We talked about the economics of living by herself as an adult, costs involved in living in your own home, leasing or purchasing a vehicle, the registration, insurance, gasoline and costs of maintenance, phone, utilities, food and entertainment.
I showed her the job she could get without a high school diploma, and the much larger income she could expect with a college degree.
Life was not as simple as she thought. Education was more important than she had realized.
Loss of friends was a big issue. But at 14, she was likely to lose current friends but definitely would make friends at her new school.
If the kids at her new school were not like her, she feared she would not like them. At first, maybe. But with the constant exposure to her new environment, before long she would be became part of a new group with a different communication than she had before.
Tackling her lack of concentration was the easiest challenge. It was not related to ADD.
I found out she ate little protein. Her mood swings, irritability, inability to concentrate were triggered by her pure carbohydrate and sugar diet. I gave her a diet rich in protein. Within days, her concentration improve, her moods started to stabilize.
Talks with her mother revealed the girl was ruling the roost.
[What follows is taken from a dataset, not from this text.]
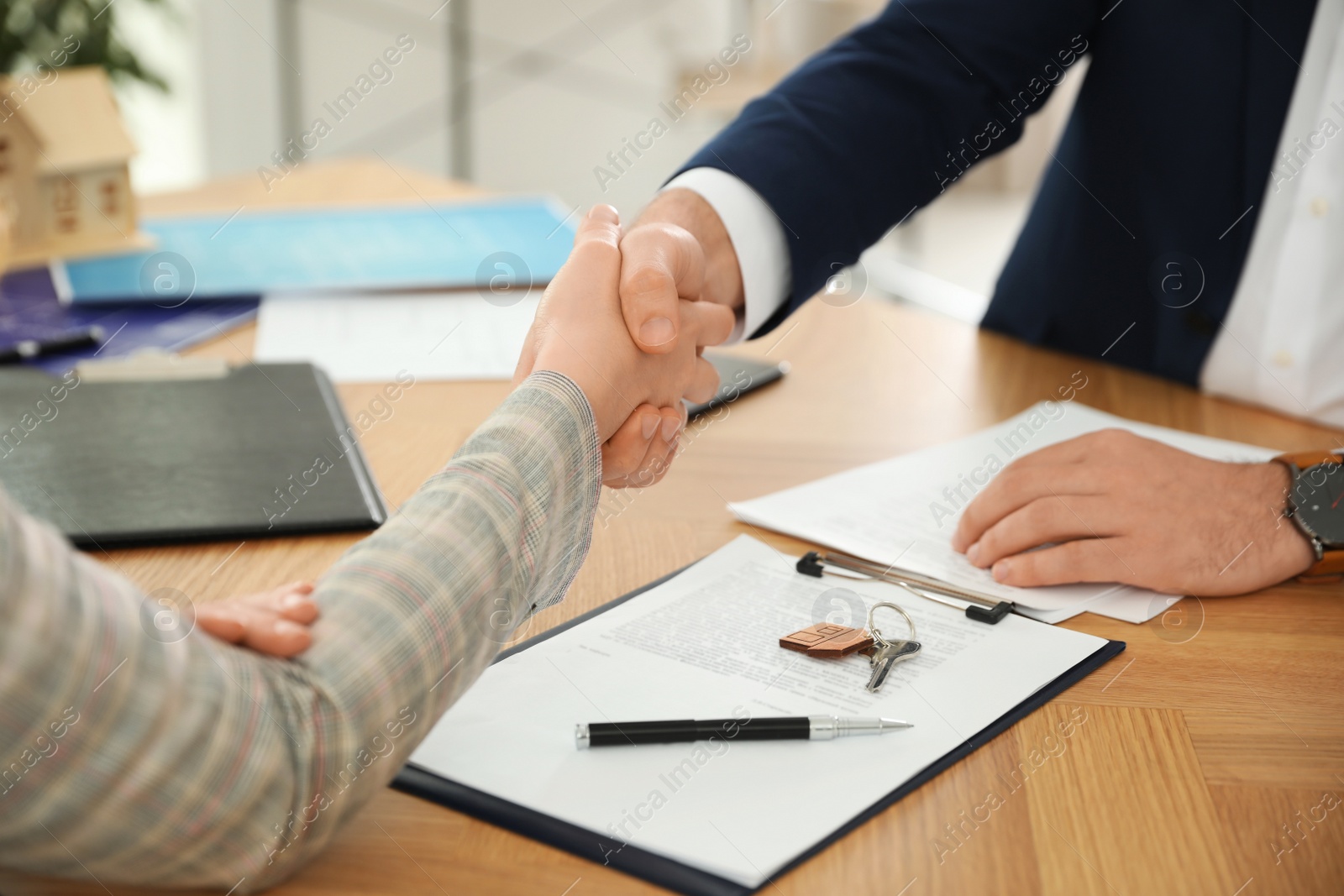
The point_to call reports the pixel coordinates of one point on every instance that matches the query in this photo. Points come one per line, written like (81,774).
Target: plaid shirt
(195,763)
Mom needed to regain control. She forgot every decision has consequences, and they can be good or bad. A system of reward and punishment should be established.
I advised the mother write down the behaviors that she expected from her daughter, right down to brushing her teeth, eating the right foods, academic studies, even doing dishes.
She should sit with her daughter, tell her what was expected and show her the negative and positive consequences of her behaviors.
The mother faced these choices:
• Leave her daughter with everything she had and develop a system of consequences or,
• Take away everything except a mattress on the floor, comforter and two changes of clothes and have her daughter make good choices to earn back everything.
Mom opted to have her daughter lose everything.
Initially, the decision sparked a huge argument. Mom stood firm. Little by little, her daughter changed.
As of today, she has dramatically improved.
She is starting to enjoy regaining her privileges.
In the process of making new friends, her grades are improving, and she has stopped picking her eyebrows.
For the first time in quite awhile, she is fun to be around.